Marijuana bills have had more success in the House of Representatives in recent years, but the question is always about what is going to happen in the Senate.
“Continued education is our strategy,” he says. Who holds power is less important than ensuring leaders have the facts about marijuana and what it could do for Texas.
“Would somebody else who is more favorable to cannabis be preferred? Absolutely. But in the end, these are people who are elected by citizens of the state of Texas.” Advocates and citizens must continue to educate their representatives, show them the facts and counter the false arguments about weed that still live in the Legislature. Dethroning Patrick may be too big a task.
“Trying to unseat a man as powerful as Dan Patrick takes far more than cannabis advocacy,” Zamhariri says. “I think it’s important for us to realize that the characters can change, but our mission needs to stay the same, which is presenting facts, accurate information and doing so in a professional manner.”
Zamhariri says Sid Miller, Texas commissioner of agriculture, heavily opposed cannabis reform a few years ago. “He was spouting the same prohibition talking points that Dan Patrick often uses,” Zamhariri says. “However, over time, Sid Miller has become one of the greatest advocates in the state of Texas when it comes to cannabis.”
Miller has remained opposed to legalizing recreational marijuana, but he now supports farmers' right to grow hemp in Texas and recently said he is in favor of expanding the state’s medical marijuana program further. He doesn’t have a vote in the Legislature, but his agency oversees the licensing of medical marijuana cultivators in Texas.
“If a guy like Sid Miller, who is a very staunch Republican conservative, can change his perspective, I wholeheartedly believe that a guy like Dan Patrick can as well,” Zamhariri says.
In the meantime, he says he would like to see fewer bills that are broader focused on getting co-sponsors. These tend to have a better chance of getting passed.
If marijuana advocates want to be successful regardless of who is in the Legislature, supportive lawmakers are going to have to be more creative in how they frame the discussion, making it about personal freedom and economics, Eshbaugh-Soha says. “I think what we’re seeing in the Legislature is you just haven’t had the movement toward the entrepreneurial side yet, the liberatarian side,” he says.

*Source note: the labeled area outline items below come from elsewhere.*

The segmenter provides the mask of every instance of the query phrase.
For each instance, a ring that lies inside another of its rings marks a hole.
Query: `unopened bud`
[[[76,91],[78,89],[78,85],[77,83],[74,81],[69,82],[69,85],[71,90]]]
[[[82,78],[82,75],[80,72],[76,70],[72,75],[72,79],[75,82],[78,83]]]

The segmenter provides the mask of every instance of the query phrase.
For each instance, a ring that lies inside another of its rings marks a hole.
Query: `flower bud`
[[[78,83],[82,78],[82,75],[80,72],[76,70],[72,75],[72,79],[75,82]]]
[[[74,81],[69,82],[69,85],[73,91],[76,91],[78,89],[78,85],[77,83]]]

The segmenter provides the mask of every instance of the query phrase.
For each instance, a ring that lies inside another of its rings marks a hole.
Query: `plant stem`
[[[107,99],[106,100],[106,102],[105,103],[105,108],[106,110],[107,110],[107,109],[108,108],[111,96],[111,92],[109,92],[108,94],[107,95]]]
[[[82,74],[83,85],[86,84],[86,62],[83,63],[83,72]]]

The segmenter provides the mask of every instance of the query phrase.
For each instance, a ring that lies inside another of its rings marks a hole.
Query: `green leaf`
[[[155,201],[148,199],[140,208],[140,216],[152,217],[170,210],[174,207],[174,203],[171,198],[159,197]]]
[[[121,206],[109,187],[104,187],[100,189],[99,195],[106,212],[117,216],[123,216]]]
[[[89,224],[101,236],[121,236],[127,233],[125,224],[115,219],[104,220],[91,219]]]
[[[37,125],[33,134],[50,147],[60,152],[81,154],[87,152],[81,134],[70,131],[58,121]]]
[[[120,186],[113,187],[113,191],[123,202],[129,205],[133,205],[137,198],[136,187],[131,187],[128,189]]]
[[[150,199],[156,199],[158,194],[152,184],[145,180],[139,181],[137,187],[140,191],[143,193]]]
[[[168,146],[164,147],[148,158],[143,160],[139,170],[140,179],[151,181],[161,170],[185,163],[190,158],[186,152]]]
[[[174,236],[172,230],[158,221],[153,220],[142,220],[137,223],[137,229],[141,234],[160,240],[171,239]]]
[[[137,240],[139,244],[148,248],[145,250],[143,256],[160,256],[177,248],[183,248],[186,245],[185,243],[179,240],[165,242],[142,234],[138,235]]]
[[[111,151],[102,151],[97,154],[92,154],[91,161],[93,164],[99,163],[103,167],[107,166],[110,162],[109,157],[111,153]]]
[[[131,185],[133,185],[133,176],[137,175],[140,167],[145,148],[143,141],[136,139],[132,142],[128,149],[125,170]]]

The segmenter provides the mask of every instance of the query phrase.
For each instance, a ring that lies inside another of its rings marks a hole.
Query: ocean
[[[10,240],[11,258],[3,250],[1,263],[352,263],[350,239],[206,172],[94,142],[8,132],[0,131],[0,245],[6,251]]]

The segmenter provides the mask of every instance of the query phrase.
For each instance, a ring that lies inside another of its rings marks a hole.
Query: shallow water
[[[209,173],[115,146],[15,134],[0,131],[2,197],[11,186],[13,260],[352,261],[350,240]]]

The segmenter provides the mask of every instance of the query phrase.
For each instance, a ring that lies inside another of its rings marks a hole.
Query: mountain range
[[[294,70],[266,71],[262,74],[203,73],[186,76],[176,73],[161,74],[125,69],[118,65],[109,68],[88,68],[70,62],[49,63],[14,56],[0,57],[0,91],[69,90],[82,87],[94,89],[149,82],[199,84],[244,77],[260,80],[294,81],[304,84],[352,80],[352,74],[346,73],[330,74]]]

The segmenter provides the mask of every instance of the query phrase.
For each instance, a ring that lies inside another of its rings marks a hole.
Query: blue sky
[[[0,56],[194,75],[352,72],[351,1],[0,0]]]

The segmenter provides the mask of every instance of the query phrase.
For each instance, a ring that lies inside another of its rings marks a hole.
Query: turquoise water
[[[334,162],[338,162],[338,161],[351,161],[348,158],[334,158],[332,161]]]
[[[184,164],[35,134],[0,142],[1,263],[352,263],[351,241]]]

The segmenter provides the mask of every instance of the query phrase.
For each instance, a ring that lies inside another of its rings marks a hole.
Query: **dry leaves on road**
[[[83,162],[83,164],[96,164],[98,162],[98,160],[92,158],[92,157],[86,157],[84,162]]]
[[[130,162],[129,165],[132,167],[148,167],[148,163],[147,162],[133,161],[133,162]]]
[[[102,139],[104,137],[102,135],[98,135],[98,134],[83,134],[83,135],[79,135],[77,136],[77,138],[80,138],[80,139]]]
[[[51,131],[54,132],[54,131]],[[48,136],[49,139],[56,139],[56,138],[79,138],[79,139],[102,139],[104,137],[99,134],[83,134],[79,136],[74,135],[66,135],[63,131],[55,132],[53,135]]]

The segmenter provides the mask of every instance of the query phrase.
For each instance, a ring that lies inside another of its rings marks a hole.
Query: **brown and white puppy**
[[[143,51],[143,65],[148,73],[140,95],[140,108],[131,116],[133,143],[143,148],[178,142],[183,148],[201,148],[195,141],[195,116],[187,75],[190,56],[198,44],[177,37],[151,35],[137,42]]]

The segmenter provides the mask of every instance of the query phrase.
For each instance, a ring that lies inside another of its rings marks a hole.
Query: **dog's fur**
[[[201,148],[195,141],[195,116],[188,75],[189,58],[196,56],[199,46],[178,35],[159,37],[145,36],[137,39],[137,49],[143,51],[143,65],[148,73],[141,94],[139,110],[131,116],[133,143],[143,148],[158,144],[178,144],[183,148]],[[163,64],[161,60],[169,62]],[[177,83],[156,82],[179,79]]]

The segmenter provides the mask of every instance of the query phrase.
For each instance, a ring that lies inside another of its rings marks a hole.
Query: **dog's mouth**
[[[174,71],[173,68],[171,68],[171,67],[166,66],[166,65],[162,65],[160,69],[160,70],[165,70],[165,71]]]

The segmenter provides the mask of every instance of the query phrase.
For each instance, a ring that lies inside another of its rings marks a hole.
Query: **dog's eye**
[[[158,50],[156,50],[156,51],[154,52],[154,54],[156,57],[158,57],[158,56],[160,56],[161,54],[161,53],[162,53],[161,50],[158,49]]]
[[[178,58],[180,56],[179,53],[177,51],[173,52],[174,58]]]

According to The Texas Tribune, Gutierrez estimates that legalization could create as many as 30,000 jobs across the state. Moody’s bills would allocate most tax revenue to teacher pensions and salaries. Under Guitererrez’s bill, most of the tax revenue would go to school districts, but would also set funds aside for border security and local law enforcement.
Eshbaugh-Soha says appealing to conservative Republicans with proposals such as allocating revenue for local law enforcement could earn advocates more support in this legislative session, but he predicts it still won't be enough to get past Patrick.
But he said the work done in the meantime is not for nothing.
“You’re setting the stage,” he says. “Lawmaking is incremental. It takes time to get major legislation through, so the efforts that legislators are taking now should pay dividends down the road.”